In late August Masao Yoshidia died after fighting esophageal cancer and a stroke. The leader of the Fukushima 50 was at times blamed by TEPCO for the issues at the plant. Yoshida’s interviews while he was still in charge at Daiichi and later with a journalist showed otherwise. The man who knew more about the disaster than any other may have taken much of that information with him to his grave. His efforts at times defying TEPCO’s corporate office were key in keeping the disaster from spiraling further out of control.
One of the large construction cranes on site failed in September. TEPCO cited cracked steel as the cause for the failure.
As more academic studies of the radiation releases from Fukushima Daiichi came out we reviewed these studies to create a range of possible radiation releases. We found that most of these studies estimated much higher than TEPCO and the Japanese agencies did. One study that used CTBTO station data to compare against other studies found on the high end a huge discrepancy from most of the estimates. More research is obviously needed to fully understand the extent of the releases. Peter Melzer also took a look at some factors related to the reactor venting systems that may have played a role in their function during the disaster.
TEPCO released a new decommissioning schedule that has all of the spent fuel to begin being removed from the reactor buildings by 2017.

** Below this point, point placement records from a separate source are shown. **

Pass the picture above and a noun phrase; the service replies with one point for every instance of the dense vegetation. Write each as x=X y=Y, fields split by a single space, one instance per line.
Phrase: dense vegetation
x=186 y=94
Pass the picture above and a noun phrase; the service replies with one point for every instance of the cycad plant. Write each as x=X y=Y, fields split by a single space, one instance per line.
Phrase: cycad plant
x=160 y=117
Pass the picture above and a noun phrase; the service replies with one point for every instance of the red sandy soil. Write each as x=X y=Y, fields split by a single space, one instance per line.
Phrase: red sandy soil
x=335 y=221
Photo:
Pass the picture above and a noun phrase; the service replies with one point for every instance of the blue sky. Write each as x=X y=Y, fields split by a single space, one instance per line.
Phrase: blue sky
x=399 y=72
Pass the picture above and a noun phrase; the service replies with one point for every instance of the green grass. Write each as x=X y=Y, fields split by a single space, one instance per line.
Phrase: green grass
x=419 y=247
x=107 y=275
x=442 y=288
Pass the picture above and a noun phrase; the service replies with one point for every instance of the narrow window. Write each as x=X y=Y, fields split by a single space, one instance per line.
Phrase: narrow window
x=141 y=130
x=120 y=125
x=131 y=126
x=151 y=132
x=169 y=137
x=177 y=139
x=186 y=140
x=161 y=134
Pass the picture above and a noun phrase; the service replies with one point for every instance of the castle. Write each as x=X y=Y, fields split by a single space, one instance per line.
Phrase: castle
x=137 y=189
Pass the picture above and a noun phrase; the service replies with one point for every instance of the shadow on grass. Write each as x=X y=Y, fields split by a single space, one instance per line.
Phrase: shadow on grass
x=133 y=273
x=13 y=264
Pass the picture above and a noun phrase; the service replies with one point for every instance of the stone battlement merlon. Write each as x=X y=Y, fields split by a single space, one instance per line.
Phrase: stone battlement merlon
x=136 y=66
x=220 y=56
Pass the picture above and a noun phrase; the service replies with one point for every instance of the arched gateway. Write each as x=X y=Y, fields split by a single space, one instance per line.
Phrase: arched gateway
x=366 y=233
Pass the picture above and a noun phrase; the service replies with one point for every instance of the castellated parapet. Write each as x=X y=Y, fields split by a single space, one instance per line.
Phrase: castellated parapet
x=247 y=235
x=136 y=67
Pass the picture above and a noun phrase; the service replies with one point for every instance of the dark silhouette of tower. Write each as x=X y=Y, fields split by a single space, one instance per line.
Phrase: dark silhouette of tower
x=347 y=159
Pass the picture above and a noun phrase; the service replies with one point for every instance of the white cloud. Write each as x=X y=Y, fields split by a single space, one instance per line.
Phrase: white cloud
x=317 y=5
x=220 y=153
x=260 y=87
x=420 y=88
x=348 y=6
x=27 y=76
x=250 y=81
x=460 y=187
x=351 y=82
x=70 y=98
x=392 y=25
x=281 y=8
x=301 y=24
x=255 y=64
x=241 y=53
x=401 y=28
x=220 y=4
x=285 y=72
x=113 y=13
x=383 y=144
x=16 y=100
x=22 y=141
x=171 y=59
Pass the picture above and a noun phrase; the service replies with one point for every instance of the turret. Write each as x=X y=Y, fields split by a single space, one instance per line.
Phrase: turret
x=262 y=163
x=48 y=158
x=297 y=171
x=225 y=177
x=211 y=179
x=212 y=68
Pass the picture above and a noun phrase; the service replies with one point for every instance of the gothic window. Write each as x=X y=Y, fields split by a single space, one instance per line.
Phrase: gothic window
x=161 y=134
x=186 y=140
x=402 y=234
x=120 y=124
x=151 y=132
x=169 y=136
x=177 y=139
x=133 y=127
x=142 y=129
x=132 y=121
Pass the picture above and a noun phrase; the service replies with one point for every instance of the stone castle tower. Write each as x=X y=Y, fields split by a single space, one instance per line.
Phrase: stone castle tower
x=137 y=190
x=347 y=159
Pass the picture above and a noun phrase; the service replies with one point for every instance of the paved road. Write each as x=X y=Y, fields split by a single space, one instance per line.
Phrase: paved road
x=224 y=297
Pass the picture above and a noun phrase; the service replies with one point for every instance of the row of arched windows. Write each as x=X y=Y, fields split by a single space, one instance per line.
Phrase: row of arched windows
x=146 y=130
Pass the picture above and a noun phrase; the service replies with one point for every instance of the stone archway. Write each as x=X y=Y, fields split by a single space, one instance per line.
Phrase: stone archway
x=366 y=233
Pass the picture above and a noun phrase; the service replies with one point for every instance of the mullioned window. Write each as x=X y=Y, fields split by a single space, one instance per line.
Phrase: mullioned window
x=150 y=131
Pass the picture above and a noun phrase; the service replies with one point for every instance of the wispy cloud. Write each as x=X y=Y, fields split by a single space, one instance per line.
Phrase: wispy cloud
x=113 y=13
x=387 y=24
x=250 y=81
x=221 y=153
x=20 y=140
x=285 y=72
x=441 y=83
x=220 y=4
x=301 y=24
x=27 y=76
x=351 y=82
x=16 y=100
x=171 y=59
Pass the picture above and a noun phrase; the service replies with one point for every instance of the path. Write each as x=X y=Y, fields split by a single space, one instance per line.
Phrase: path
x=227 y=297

A startling admission in December from TEPCO that cooling water that was being so desperately injected into the reactors to try to prevent meltdowns in 2011 did not make it into the reactors. The water was back flowing into pipe systems in the turbine buildings. A lack of check valves and valves along the system that failed open when the power went out created this situation. This may be one of the biggest revelations of the last year that could change many of the assumptions and computer models of the meltdowns.